Matt’s full name is Matteo Alacran. Alacran means “scorpion,” which is where the title The House of the Scorpion comes from. Matt gradually finds out that he is a clone, a genetic copy of El Patron, the 142 year old ruler of the country of Opium, a small strip of land between the United States and what was formerly Mexico but is now called Aztlan. When people try to cross the border from Aztlan to the United States, they are caught by the Farm Patrol and put to work on the opium farms, with chips implanted in their brains so they will be obedient workers, called eejits. Opium sells drugs to countries other than the United States and Aztlan and solves their problems with illegal aliens for them in this world of the future. Clones are normally rendered mentally disabled at birth and are used for spare parts by the rich and powerful. But El Patron ignores the law and enjoys watching Matt grow up and seeing himself as a young man in him. Once he finds out about Matt’s presence in his house, he provides the boy with an education, music lessons, and a kind but gruff bodyguard named Tam Lin. Celia and Tam Lin are the two loving people in his life who teach him about caring and self-preservation. Others in the household mostly scorn him, considering clones to be like animals, but Maria, a United States senator’s daughter, offers him friendship though she refuses to acknowledge how cruel the two-faced Tommy is to Matt.

During the wedding of Maria’s older sister, Emilia, when Matt is 14, El Patron suddenly collapses, and Matt finally realizes that the old man needs his heart to stay alive. Matt must make a daring escape to Aztlan, but is captured there and put into a slave labor camp for orphans, where he makes some new friends and enemies. Though the final chapters seem a bit rushed, Farmer keeps readers on the edge of their seats with exciting plot twists right up to the satisfying conclusion.

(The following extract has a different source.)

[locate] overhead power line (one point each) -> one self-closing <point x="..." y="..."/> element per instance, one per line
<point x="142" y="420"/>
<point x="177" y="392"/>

The House of the Scorpion is a thought-provoking novel, presenting issues like human cloning, the value of human life, the importance of responsibility and friendship, and the question of how to make social structures work for all the people of a society. Matt is a confused but sympathetic protagonist who has some of the less likable characteristics of El Patron but who also reflects the values he has learned from Celia and Tam Lin. The unusual setting is brought vividly to life with a wealth of detail based on Farmer’s childhood growing up in Yuma, Arizona, near the Mexican border. At 380 pages, the book may be a challenge for younger readers, but it is also rewarding. The book would appeal to science fiction, fantasy, and adventure fans who enjoy a good coming-of-age story. It won a National Book Award and was a Newbery Honor Book.